Though the current hysteria over the uninsured population is overblown—the percentage of uninsured Americans in 2005 of 15.9 percent is lower than the 1998 rate of 16.3 percent—that number is small comfort to an employer who is facing double-digit premium increases for health coverage.
There are things an employer can do short of dropping coverage altogether. In fact, since the Internal Revenue Service issued its guidance on health reimbursement arrangements in June of 2002, there is a ready-made vehicle for switching to a defined-contribution approach to health care.
The IRS has said that an employer may contribute any amount of money to an HRA, regardless of the kind of insurance plan it has. An employer may contribute $100 a year or $5,000 annually. It may contribute that money whether it has HMO coverage, high-deductible coverage or no coverage at all. The employee may then take that money and spend it on any Section 213-d eligible expense, which means just about anything that can be considered health care, including health insurance premiums.
The only restrictions on an HRA are that the funds must come solely from the employer. An employee may not contribute any tax-free money. And the money may be spent solely on health care. It may never be cashed out.
As long as those conditions are met, there is total flexibility in how the program can be set up. The contributions may be "notional," meaning not pre-funded, but merely carried on the books as a future obligation, or it may be pre-funded. But in either case, the employer may not take a deduction until the funds are actually spent on a health care service. The employer may allow the whole unspent amount, or only a portion of it, to be rolled over into the next year. The employer may allow the funds to be spent on any 213-d qualified expense, or only certain expenses, such as deductibles and co-pays for covered services.

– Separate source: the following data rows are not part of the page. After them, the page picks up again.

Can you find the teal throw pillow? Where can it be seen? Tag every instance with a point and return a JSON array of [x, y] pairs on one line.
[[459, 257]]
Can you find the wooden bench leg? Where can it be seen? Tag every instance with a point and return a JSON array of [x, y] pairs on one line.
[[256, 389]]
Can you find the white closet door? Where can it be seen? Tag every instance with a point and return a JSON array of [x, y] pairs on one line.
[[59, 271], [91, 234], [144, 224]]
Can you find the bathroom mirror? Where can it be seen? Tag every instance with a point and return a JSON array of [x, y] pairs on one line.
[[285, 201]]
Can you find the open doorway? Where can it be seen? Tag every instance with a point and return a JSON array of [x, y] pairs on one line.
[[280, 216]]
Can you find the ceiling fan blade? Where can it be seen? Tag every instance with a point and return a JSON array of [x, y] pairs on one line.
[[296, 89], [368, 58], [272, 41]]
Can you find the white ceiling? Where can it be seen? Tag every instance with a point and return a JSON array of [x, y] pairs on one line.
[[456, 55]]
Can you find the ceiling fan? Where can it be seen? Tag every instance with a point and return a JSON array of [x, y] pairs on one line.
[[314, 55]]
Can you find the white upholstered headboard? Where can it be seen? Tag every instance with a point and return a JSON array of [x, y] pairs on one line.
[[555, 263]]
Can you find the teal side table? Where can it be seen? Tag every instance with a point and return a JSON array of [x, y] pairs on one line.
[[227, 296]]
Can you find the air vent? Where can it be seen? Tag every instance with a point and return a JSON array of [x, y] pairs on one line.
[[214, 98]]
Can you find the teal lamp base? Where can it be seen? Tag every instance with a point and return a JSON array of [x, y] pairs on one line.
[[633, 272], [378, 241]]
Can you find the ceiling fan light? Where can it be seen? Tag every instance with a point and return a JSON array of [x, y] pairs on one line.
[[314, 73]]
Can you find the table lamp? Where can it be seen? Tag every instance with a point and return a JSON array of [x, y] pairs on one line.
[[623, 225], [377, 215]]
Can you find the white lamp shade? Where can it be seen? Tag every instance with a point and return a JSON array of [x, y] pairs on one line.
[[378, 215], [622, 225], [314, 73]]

However it is set up, the HRA is considered an "employee welfare benefit plan" under the Employee Retirement Income Security Act. That means it is subject to COBRA continuation rules and HIPAA nondiscrimination rules. The company cannot contribute more to "highly compensated" employees than to others, and a company with 20 or more employees must allow workers who leave the company to continue their coverage in accordance with the usual COBRA requirements (they must pay 102 percent of the employer’s cost, for instance).
So, how does this help an employer who is facing substantial premium increases? Such an employer might decide to take the funds it has been contributing to health insurance premiums (say, $3,000 per worker per year), and put that money into an HRA instead. The worker would then have $3,000 in tax-free cash to spend on health care—and on health care only. Some employees might use that $3,000 to pay for coverage as a dependent on a spouse’s policy.
Others might use the money to pay their out-of-pocket responsibility with a low-cost insurance plan they have bought on the individual market—say, one that doesn’t cover maternity or prescription drugs, or one that has "ridered out" certain conditions. Some might even "go bare" and use the $3,000 to pay directly for services as they are incurred, and let the balance build up to pay for more serious events in the future.
Workers would be free to use the funds in any way that suits their family situation, and the employer’s responsibility ends with the HRA itself. In the following year, the employer would once again calculate what it can afford to spend on health care. Maybe business has been good and the contribution can be upped to $3,200, or maybe business has been not so good and the second year’s contribution needs to be scaled back. In either case, the employer sends out an announcement: "This year we have contributed $X,XXX to your HRA. If you didn’t spend all of the funds from last year, you may add them to the new balance."
In many states, employees may use the HRA funds to pay for individual coverage premiums. But some states have resisted that use of the money.
The Texas Department of Insurance, for instance, issued a bulletin in August 2006, warning insurance companies that they might be violating Texas regulations if they accept premium payments from individuals using HRA funds. It is not clear how many states share the Texas interpretation, and some federal officials believe it will eventually be overturned by the courts. Also, employers are not subject to the jurisdiction of the Texas Department of Insurance, or any other insurance department, so need not fear any reprisals if an employee uses HRA money for that purpose.
Meanwhile, HRAs are an important alternative for employers who find it difficult to keep up with constant increases in their health insurance premiums.